Comme dans de nombreux autres océans du globe, les eaux d’Australie ne sont pas épargnées par les déchets de plastique. À leur surface pullule une biodiversité étonnante d’êtres unicellulaires et même de petits invertébrés qui, pour certains, pourraient aider à débarrasser la surface de la mer de ces indésirables. Mais on ignore l’effet réel de ce grignotage.
La matière plastique déversée dans le monde marin ne cesse d’augmenter chaque année. Par des chocs incessants, les débris se fragmentent, se démultiplient et se réduisent en taille. Dans certaines zones de la planète, ces microplastiques se concentrent parfois à plus de 100.000 fragments par km2.
Dans cette soupe de déchets microscopiques, il n’est guère surprenant de voir des micro-organismes y élire domicile. La plastisphère est le nom que porte ce nouvel écosystème marin qui se développe sur les déchets plastiques.
Ces colonisateurs joueraient un rôle dans le devenir de leur support artificiel, notamment au niveau de leur fragmentation et de leur flottabilité (...)
Selon les scientifiques, ces micro-algues pourraient diminuer en surface la quantité de microplastique, dans le sens où leur poids croissant finirait par faire couler leur support. Cette chute de plastique dans les profondeurs des mers pourrait expliquer pourquoi le plastique flottant n’augmente pas autant que ce qui était attendu, supposent les chercheurs. Un phénomène qui déplace mais n’élimine pas pour autant les déchets de plastique de l’écosystème marin.
Également recensés, des microbes qui participeraient à la désintégration du plastique en interagissant avec sa surface. Les auteurs de ces travaux suggèrent que ces organismes mangeurs de plastique pourraient devenir une solution biotechnologique pour une meilleure gestion de l’élimination des déchets en mer.

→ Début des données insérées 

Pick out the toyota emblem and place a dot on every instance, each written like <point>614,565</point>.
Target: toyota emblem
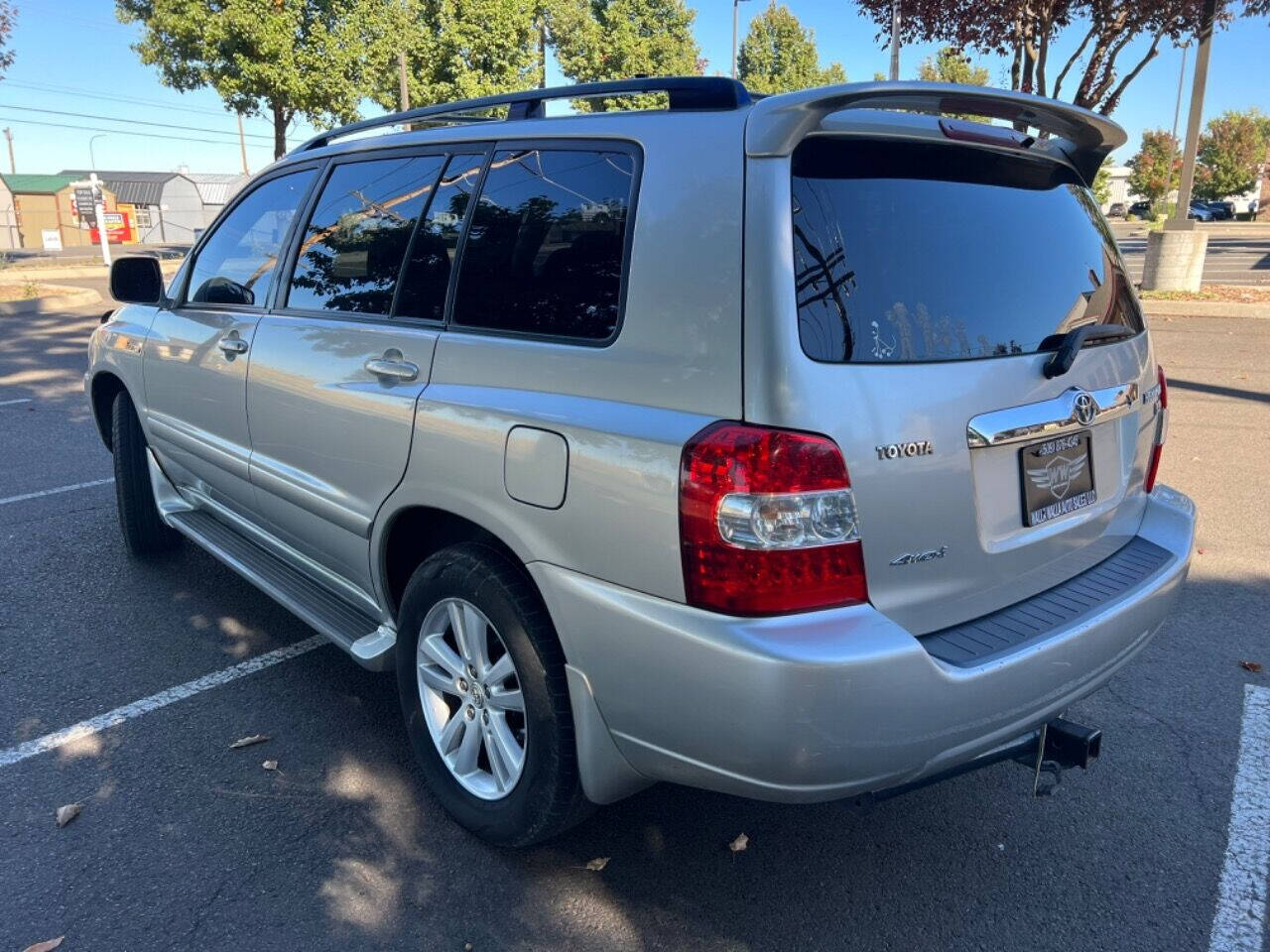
<point>1084,409</point>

Cela étant dit, on sait encore peu de choses de l’impact de l’ingestion par ces microbes marins de plastique, un matériau perméable à des polluants. Ceux-ci peuvent alors se libérer dans l’organisme, s’accumuler dans les tissus de ces proies potentielles microscopiques et ainsi s’accumuler dans les réseaux trophiques, jusqu’aux gros poissons, aux baleines et à l’être humain.